My first care, then, must be to make an attempt to reduce the swelling and bind up the wound with some pain-allaying and healing substance, and here again my lack of knowledge of woodcraft and forest resources made me pitiably hopeless. I tried to remember any scraps of conversation or any incidents which I had heard or seen in the woods and which might help me, and at last I did succeed in bringing to mind two instances in which my guides had made use of nature’s remedies in curing wounds. On one occasion Joe had applied bear’s grease to a cut upon his hand, and at another time he had gathered some herbs as we passed through a little glade and to my questions had replied that it was arnica and was used in curing bruises and sprains.

I had no bear’s grease and I did not know if arnica was found in the neighborhood, but I decided that the wound must be cleansed and bandaged, at any rate, and that the sooner it was done the better, for the numbness was now passing off and the leg was commencing to pain again.

Carefully I unrolled the shirt, and as I exposed the limb I grew sick at the sight, for leg and ankle were black with congested blood, terribly swollen and misshapen, and with the flesh and skin deeply torn and cut. I could not tell whether it was dislocated or broken; although when I felt of it and moved it carefully with my hand it seemed so loose and caused me such agony that I feared the worst.

It was a long, tedious, and torturing operation to bathe the foot and ankle, wash out the cuts, and bind up the limb anew, but at last it was accomplished, and with sticks bound about it as splints to protect it, I determined to hobble about and try to discover some arnica plants before I became unable to move.

By means of a crutch I could travel fairly easily over the more open ground near the lake, and I made my way slowly and painfully toward a little open spot I had noticed a few days before. Here rank weeds and plants grew in abundance, and after searching for some time I discovered a clump of herbs which I felt sure were the same as those I had seen Joe gather.

While searching for the arnica I had wandered to the farther side of the glade, and as I glanced about to get my bearings my eyes fell upon a well-marked opening or trail leading into the woods close at hand. Filled with wonder at this, for I knew that the trail must have been made by human hands, I examined it intently. Yes, there could be no doubt of it. There were lichen-covered stumps showing the ax-marks and I realized that by chance I had stumbled upon an old wood road. Thrilled with excitement and almost forgetting the pain in my injured leg, I hobbled forward along the old road, for I knew that it must lead to some definite goal.

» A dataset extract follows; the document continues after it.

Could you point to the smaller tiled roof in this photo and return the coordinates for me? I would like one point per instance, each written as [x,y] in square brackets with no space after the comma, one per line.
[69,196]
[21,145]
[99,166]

I was too overcome with my discovery to think that the road might lead for miles through the woods and that in my injured and weakened condition I was running a grave risk in following it away from my camp, and it was fortunate for me that the end came so quickly.

Hardly had I hobbled forward for a dozen rods along the road when a turn ahead disclosed a broad, sunlit clearing and in its center a house!

For an instant I was so utterly dumfounded that I could scarce believe my eyes, for to find a human dwelling here in the forest and within a few rods of my own camp seemed absolutely incredible. But there it stood, a tiny log cabin basking in the sunshine of the clearing, and with a glad shout, and quite forgetting my injured leg, I hurried forward as fast as my condition enabled me.

No voice replied to my cry, and as I reached the open doorway I realized that the hut had been long deserted and my heart sank. Across the floor dead leaves had drifted ankle-deep; moss grew upon the threshold; lichens covered the walls; sunlight streamed through many a hole and crevice in the roof, and a squirrel scampered into the fireplace and up the chimney as I stepped within the door. Along one side of the cabin extended a rude bunk, a table of slabs stood near the open fireplace, some moldy, cobwebbed fragments of clothing hung from pegs driven in the walls, a rusty iron pot stood upside down beside the hearth, and a small grindstone was propped against one wall.